Au centre des divergences reste la poursuite ou non de l'approche actuelle sur les questions de Doha. Dans un contexte de blocage, alimenté par les Etats-Unis du président Donald Trump, sur la juridiction d'appel d'arbitrage au sein de l'organisation, qui pourrait remettre en cause le système de plaintes vanté par l'OMC.
Emmenée par Schneider-Ammann
Sur le fond, après deux ministérielles qui avaient abouti à des résultats, une avancée importante est peu probable, selon des sources concordantes. Les divisions sont nombreuses et l'administration Trump n'a pas établi sa politique commerciale multilatérale. Malgré des déclarations plutôt hostiles au libre-échange du président américain, 'il n'y a rien qui laisse penser que les Etats-Unis claqueront la porte' de l'OMC, dit M. Chambovey.
Il y a deux ans, la Suisse avait accepté de renoncer sous 5 ans à ses subventions aux exportations agricoles. Dans un contexte tendu entre le conseiller fédéral Johann Schneider-Ammann et les paysans après l'annonce d'une politique d'ouverture du marché des produits agricoles dès 2022, son soutien interne à l'agriculture ne devrait cette fois-ci pas être menacé.
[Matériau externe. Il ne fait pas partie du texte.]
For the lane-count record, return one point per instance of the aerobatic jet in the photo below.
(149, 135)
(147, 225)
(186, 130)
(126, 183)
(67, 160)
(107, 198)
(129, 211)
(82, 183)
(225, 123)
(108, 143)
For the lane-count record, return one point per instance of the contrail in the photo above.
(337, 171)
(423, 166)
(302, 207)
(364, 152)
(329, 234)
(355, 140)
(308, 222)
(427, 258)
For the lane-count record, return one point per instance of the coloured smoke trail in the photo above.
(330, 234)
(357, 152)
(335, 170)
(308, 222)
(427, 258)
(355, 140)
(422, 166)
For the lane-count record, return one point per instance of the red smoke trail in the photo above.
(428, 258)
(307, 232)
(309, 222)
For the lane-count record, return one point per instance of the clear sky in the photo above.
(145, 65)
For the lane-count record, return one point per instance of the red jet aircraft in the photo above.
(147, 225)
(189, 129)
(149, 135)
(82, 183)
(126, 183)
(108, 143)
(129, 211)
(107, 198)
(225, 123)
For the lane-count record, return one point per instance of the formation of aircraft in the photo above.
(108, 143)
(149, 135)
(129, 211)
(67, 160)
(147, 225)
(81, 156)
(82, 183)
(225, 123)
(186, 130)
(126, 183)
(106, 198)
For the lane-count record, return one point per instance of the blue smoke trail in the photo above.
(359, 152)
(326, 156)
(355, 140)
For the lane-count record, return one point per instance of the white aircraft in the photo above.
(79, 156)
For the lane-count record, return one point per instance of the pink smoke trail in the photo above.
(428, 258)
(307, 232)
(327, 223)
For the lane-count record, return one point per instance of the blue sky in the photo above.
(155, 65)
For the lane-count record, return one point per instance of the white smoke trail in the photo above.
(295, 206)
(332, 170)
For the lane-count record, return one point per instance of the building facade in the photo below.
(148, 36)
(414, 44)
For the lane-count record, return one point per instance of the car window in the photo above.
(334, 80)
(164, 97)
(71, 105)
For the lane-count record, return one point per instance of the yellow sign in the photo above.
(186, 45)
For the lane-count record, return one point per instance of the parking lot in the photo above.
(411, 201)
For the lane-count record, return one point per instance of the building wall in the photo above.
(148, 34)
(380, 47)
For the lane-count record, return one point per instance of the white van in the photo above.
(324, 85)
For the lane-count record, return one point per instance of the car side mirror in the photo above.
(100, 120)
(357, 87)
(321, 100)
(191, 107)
Alors même que la coalition d'ONG Alliance Sud lui demande un effort pour éviter de défavoriser les agriculteurs de pays en développement. 'Je ne pense pas qu'il y ait des inquiétudes à avoir. Les divergences sont trop profondes', relève M. Chambovey.
Les commissions parlementaires avaient renvoyé au Conseil fédéral le projet de mandat de négociation pour obtenir des garanties de fermeté de la délégation emmenée par M. Schneider-Ammann. 'Nous sommes d'accord' avec celui qui a été retravaillé, affirme une porte-parole de l'Union suisse des paysans (USP).
Commerce électronique
Chine et Inde souhaitent l'élimination de tous les soutiens internes qui constituent une distorsion au commerce. De leur côté, l'Union européenne (UE) et le Brésil proposent de les limiter en proportion de la valeur de la production agricole nationale. Des revendications inacceptables pour la Suisse, qui peut s'appuyer sur des alliés.
Autre question, Berne veut une clarification sur le commerce électronique. A défaut d'une exclusion permanente de taxes sur ces transactions, contestée par Alliance Sud, elle devrait obtenir gain de cause sur la prolongation d'un moratoire de deux ans.
La Suisse aimerait que l'OMC se dote d'un mandat pour des négociations à terme sur le fond avec des produits comme les imprimantes 3D ou des services comme les interventions chirurgicales à distance. 'Il serait bon qu'il y ait une réglementation internationale', selon M. Chambovey.
Dans un premier temps, Berne veut un accent sur la protection des consommateurs et les spams, mais aussi sur les contrats et les signatures électroniques. Et il faut évaluer si les accords existants à l'OMC peuvent s'appliquer ou non au commerce électronique, estime l'ambassadeur.
A Buenos Aires, la délégation suisse va aussi pousser pour une avancée sur la facilitation des investissements et sur les PME.
Arrangement possible sur la pêche
Les deux thématiques les plus prometteuses ne sont pas sensibles pour Berne. Les détentions de stocks publics agricoles doivent être réglées lors de cette 11e ministérielle, selon le calendrier prévu.
Un arrangement est aussi possible sur l'élimination des subventions à la pêche illicite, non déclarée et non réglementée (INN). Il 'serait bon pour la protection des ressources naturelles, pour le commerce et pour l'OMC', ajoute l'ambassadeur.